Goethe, bu eserinde kiliseyi belli yerlerde eleştirmekle birlikte dindar insanların güvenilir olduklarına değinir. O’nun, ”Kızlar insanların dindar olup olmadığına pek meraklıdırlar. Onlar -Tanrı’ya itaat eden erkek karısına da itaat eder.- diye düşünürler.” tespiti aslında erkeklere dindar kimseler olunuz, çağrısı değil midir?
Eserdeki ana karakterler: Faust adında insanla Mefisto adındaki şeytandır. Faust, hayattan zevk almayan ve canına kıymaktan son anda vazgeçen bir doktordur. Mefisto ise, Tanrı’nın lanetlediği büyük şeytandır. Faust hayatın yaşanmaya değer olmadığını söyler ve hiçbir zaman da olamayacağını iddia eder. Eğer bir gün zamana,” Dur geçme, ne kadar güzelsin!” diyecek olursa Mefisto’yla kendisini zincire vurması hususunda anlaşma yaparlar. Mefisto, bu günden itibaren O’na hep bu cümleyi söyletmeye çalışır ve sonunda da başarır. Faust’un yenilgisi aslında dünyanın yaşanılmaya değer olduğunun kanıtıdır ve Goethe’nin vermek istediği mesaj da bu olsa gerektir.
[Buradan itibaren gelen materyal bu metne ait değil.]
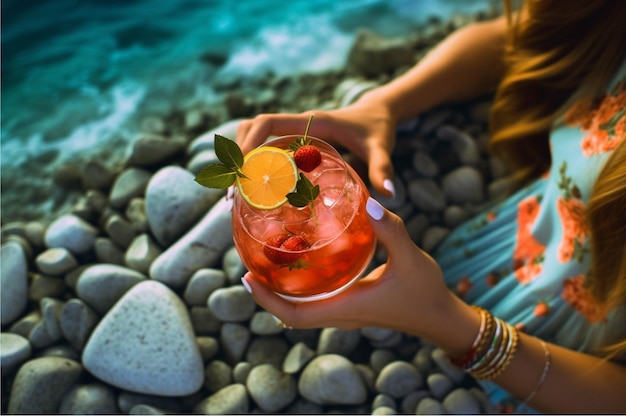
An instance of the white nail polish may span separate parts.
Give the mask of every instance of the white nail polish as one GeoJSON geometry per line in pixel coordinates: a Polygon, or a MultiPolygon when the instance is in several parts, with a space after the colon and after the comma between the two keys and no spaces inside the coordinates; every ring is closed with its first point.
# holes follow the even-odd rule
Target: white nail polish
{"type": "Polygon", "coordinates": [[[241,277],[241,284],[250,294],[252,294],[252,288],[250,287],[250,284],[248,283],[248,281],[246,281],[245,277],[241,277]]]}
{"type": "Polygon", "coordinates": [[[396,187],[393,185],[393,181],[386,179],[383,181],[383,188],[391,193],[392,197],[396,196],[396,187]]]}
{"type": "Polygon", "coordinates": [[[385,209],[380,203],[374,200],[372,197],[367,199],[367,204],[365,204],[365,210],[367,214],[369,214],[374,220],[380,220],[383,218],[383,214],[385,214],[385,209]]]}

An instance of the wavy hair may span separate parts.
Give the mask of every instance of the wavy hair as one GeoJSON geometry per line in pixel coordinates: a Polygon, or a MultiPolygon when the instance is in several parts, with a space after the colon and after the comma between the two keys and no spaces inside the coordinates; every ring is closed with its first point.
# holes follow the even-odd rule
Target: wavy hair
{"type": "MultiPolygon", "coordinates": [[[[549,132],[565,110],[601,96],[626,59],[626,2],[527,0],[515,14],[511,0],[504,4],[506,72],[490,114],[490,147],[521,185],[549,169],[549,132]]],[[[624,207],[626,139],[603,167],[585,213],[592,257],[585,285],[609,306],[626,304],[624,207]]],[[[626,340],[610,352],[626,353],[626,340]]]]}

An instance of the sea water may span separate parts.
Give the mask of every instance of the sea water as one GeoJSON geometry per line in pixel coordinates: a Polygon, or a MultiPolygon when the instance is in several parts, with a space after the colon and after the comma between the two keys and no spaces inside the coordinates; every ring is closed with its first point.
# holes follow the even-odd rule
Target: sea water
{"type": "MultiPolygon", "coordinates": [[[[49,184],[47,174],[64,161],[95,153],[122,158],[142,115],[210,104],[223,77],[339,68],[360,28],[404,36],[432,17],[489,4],[3,0],[3,208],[14,204],[6,193],[49,184]]],[[[54,197],[37,194],[40,204],[54,197]]]]}

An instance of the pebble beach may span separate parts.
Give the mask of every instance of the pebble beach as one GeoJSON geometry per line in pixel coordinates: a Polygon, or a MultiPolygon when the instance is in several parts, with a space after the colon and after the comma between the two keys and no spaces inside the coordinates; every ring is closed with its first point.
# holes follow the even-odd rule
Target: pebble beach
{"type": "MultiPolygon", "coordinates": [[[[54,195],[67,207],[20,218],[11,200],[1,229],[2,412],[502,411],[440,349],[414,336],[277,325],[241,284],[246,269],[225,192],[194,181],[217,160],[215,134],[234,139],[241,119],[346,106],[456,28],[496,13],[433,20],[405,38],[364,30],[341,70],[222,80],[224,99],[210,112],[146,116],[123,163],[91,158],[57,167],[54,195]]],[[[489,108],[485,97],[399,128],[396,196],[372,194],[426,251],[512,189],[487,152],[489,108]]],[[[345,157],[365,175],[362,163],[345,157]]],[[[379,248],[371,268],[385,261],[379,248]]]]}

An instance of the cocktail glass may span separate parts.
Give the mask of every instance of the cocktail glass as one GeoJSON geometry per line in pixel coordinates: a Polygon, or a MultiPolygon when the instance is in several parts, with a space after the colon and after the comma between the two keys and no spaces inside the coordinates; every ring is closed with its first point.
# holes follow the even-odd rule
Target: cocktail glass
{"type": "MultiPolygon", "coordinates": [[[[297,138],[282,136],[263,146],[288,150],[297,138]]],[[[321,300],[347,289],[367,269],[376,245],[365,212],[365,184],[331,145],[308,139],[322,154],[321,164],[304,173],[320,187],[313,207],[287,202],[260,210],[238,192],[233,197],[234,243],[244,265],[276,294],[294,302],[321,300]],[[286,250],[270,243],[292,236],[306,247],[286,250]]]]}

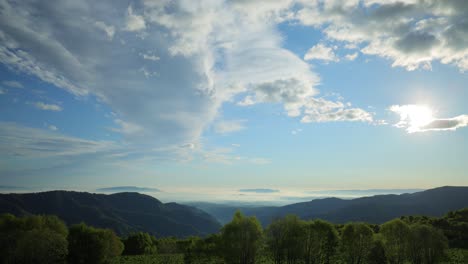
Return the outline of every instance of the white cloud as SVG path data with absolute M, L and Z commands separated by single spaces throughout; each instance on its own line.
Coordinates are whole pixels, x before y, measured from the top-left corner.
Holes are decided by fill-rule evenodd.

Bütün bunların yanı sıra sözlerinden anladığımız kadarıyla birlik duygusunu ön planda tutmakta fakat mücadeleyi küçümsememektedir. İnsanları araştırma yapmaya teşvik eden, çalışmayı öven sözler de kitabın içinde coşkulu halde mevcuttur. Aynı zamanda insanların her yaşta bir şeyler öğrenebileceğini vurguladığı sözleri de okumaya değer niteliktedir.
Güçlü bir edebi eser okuyucularında ortak duygular uyandırır. Ortak duyguları olan insanlarda ise birlik olmaya olan eğilim daha fazladır. Bu kitabın bir tiyatro olduğunu ve bir ülkenin çeşitli yerlerinde sürekli sahnelendiğini düşünürsek, buna aynı zamanda bir de canlı seyredilen bir yapıtın okunmasına göre çok daha etkili olabileceğini eklersek Goethe’nin Faust’u kitlelere birtakım ortak duygu ve heyecanlar yaşatmıştır, diyebiliriz.
Ayrıca bu özelliklerinden dolayı diyebiliriz ki Faust, çok büyük bir milli hizmettir. Elbette sadece bu özelliklerinden dolayı değil, Milay Köktürk hocamızın ifadesiyle yüksek kültür ve edebiyat ürettiği için milli bir hizmettir. Buraya gelmişken şunu da şöylemiş olalım Goethe, bu eserinde ”Cermen” kelimesini bir kez bile kullanmamıştır. O’nun vermiş olduğu evrensel mesajlar doğduğu topraklarda iyi hazmedilip gereken değer verildiği için Almanlar bir millet olmanın şuuruna ermişlerdir.
Şimdi Faust’u o kadar övdükten sonra bizim bir ”Çağlayanlar”ımız 10 tane Faust etmez mi, diye sormak geliyor içimden.
(Bu satırlar yazarın şahsi düşünceleri olup tartışmaya açıktır.)
Dipnotlar
(1) Milay Köktürk, Millet ve Milliyetçilik, Ötüken Y.